Case summaries
The reception conditions for beneficiaries of international protection in Bulgaria are such that they may face severe material deprivation due to “indifference” on the part of the authorities (cfr. CJEU, Ibrahim), potentially amounting to a violation of Article 3 ECHR / Article 4 CFREU.
When the State Secretary decides that a request for international protection is not admissible, because the applicants have refugee status in Bulgaria, it is not sufficient for him to refer to the principle of mutual trust between EU Member States and to the Council of State’s jurisprudence, but he is obliged to examine the applicant’ s individual circumstances and to obtain specific information and guarantees from the Bulgarian authorities.
A Dublin transfer to Bulgaria is annulled due to the vulnerability of the applicant combined with the risk of inadequate psychological treatment in Bulgaria, the applicant’s first country of asylum, and the lack sufficient individual guarantees in case of Dublin transfer.
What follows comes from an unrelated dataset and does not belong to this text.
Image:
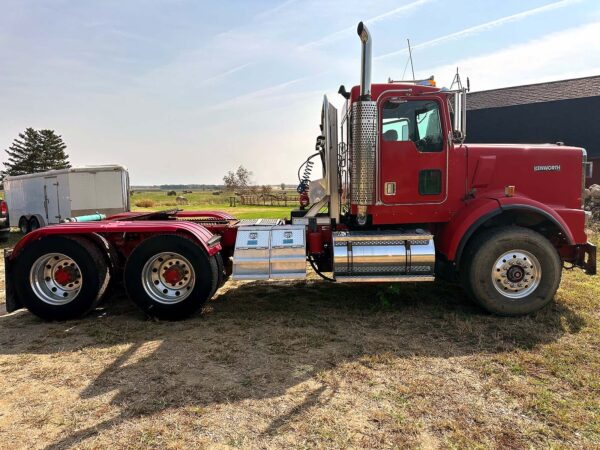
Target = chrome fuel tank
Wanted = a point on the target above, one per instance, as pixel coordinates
(383, 256)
The Court decides that Greece is responsible for the examination of the applicant’s claim for international protection. The Court does not find that asylum procedures in Greece are flawed and that the applicant will be exposed to inhuman and degrading reception conditions. Moreover, neither the fact that the applicant’s sister is living in Germany nor the purpose of medical and psychological support in a Member State entitles the applicant under the Dublin Regulation to choose which country will examine his application for international protection.
The Council of State decided on the date from which the 6-month time limit provided by Article 29§1 of the Dublin regulation 604/2013 begins running or when it starts running again in case of an interruption. At the expiry of this deadline, the responsibility of the examination of an asylum claim falls back to the Member State which requested another Member State that charge be taken or to take back, as it did not proceed to the applicant’s transfer. The Council specified that this deadline starts running once the other Member State has accepted the request that charge be taken or to take back. In case of an appeal, the delay is interrupted and begins running again at the date of the final judgment deciding on this appeal. Following appeals do not interrupt this newly-established delay.
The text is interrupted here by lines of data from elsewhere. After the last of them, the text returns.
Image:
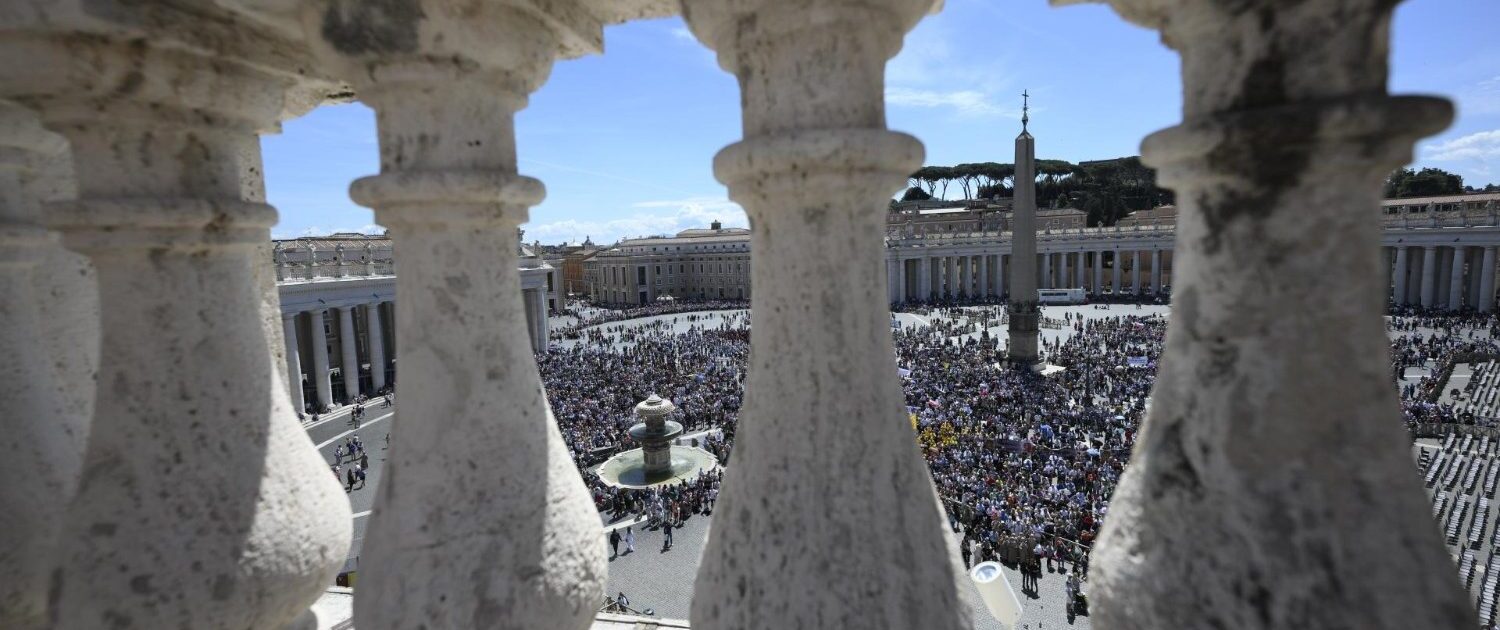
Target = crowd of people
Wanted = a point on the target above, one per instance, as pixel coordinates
(1023, 462)
(596, 383)
(1437, 341)
(585, 317)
The impossibility to proceed with an asylum applicant’s transfer to another Member State responsible for examining the asylum application is established once there is a clear and real risk for the interested party to be subject to torture or inhuman or degrading treatments within the meaning of articles 3 of the European Convention on Human Rights (ECHR) and 4 of the Charter of Fundamental Rights of the European Union (CFREU), even in the absence of having serious reasons to believe there are systemic failures in the Member State’s asylum system.
The complainant, an Eritrean citizen and a single woman with a one-and-a-half-year-old child, filed a complaint against the decision of the Danish Immigration Service to reject her application in accordance with the Danish Aliens Act art. 29 (b) as the Greek authorities had granted her refugee status in Greece, valid until 25 November 2017. The complainant referred to the UNHCR EXCOM-conclusion no. 58/1989.
The Board did not find that the general social and economic conditions for refugees with a residence permit in Greece – although difficult – in itself could lead to the complainant not being referred to Greece as first asylum country. The Board did not find that the complainant as a single mother with a one-and-a-half-year-old child was to be considered quite particularly vulnerable. Consequently, the Refugee Appeals Board found the conditions for using Greece as first country of asylum fulfilled. The case was, however, remitted to the Immigration Service by the Appeals Board in May 2018 upon the Service's confirmation that they would consider the application in light of the applicant's residence permit having expired in Greece.
The case concerns an application for the annulment of the decision of the Appeals Committee which rejected the applicant’s previous application to overturn the decision of the Regional Asylum Office of Samos whereby he was denied international protection. The Court determined that the case was inadmissible, accepted the relevant justifications given by the Appeals Committee and rejected the application.
The Council of State grants the appeal lodged by the Minister of the Interior, who asked for the annulment of the order issued by the administrative tribunal’s relief judge. The latter had suspended not only the execution of the decision refusing to register M. A…’s asylum application, but also the execution regarding his transfer, by ruling ultra petita. After qualifying M. A…’s non-attendance to the repeated notifications sent for the purpose of his transfer as being intentional and systematic, the Council of State concludes in this case that no violation was found against M. A…’s fundamental liberty of the right to asylum.
In contrast to the obligation to provide information to asylum applicants under the Dublin Regulation, Article 18(1) of the Eurodac Regulation has as its sole purpose and effect the effective protection of the personal data of the asylum seekers concerned. The right of asylum seekers to information contributes, together with the right of communication, the right to rectify and erase the data.